1712 – England
‘Uses the property of condensing steam to create a partial vacuüm in a cylinder and therefore pull a piston. The system was highly inefficient but was used to pump water from mines’
Today, the credit for the steam engine is usually given to James Watt, while the name Thomas Newcomen remains shrouded in obscurity.
The design of his low-pressure steam engine involved heating water underneath a large piston that was encased in a cylinder.
Steam that was released as a result of the heating forced the piston upwards. A jet of water was then released from a tank above the piston. The sudden cooling of the steam made it condense, creating a partial vacuüm which atmospheric pressure then pushed down on, forcing the piston downwards again. The piston was attached to a two-headed lever, the other side of which was attached to a pump in the mineshaft.
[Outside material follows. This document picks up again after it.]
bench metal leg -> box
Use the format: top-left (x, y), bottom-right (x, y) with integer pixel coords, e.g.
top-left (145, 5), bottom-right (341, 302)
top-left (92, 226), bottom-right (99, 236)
As it moved up and down, the lever moved likewise and a pumping motion was created in the shaft, which could be used to eject flood water.
The first engine could remove about 120 gallons per minute, completing about twelve strokes in that time, and had the equivalent of about 5.5 horsepower. Even though the engine was still not particularly powerful, was hugely inefficient to run, and burnt huge amounts of coal, it would work reliably 24-hours a day.
The steam engine originally developed by Newcomen for work in the mines was quickly developed by engineers like JAMES WATT and RICHARD TREVITHICK (1771-1833) into the steam locomotive.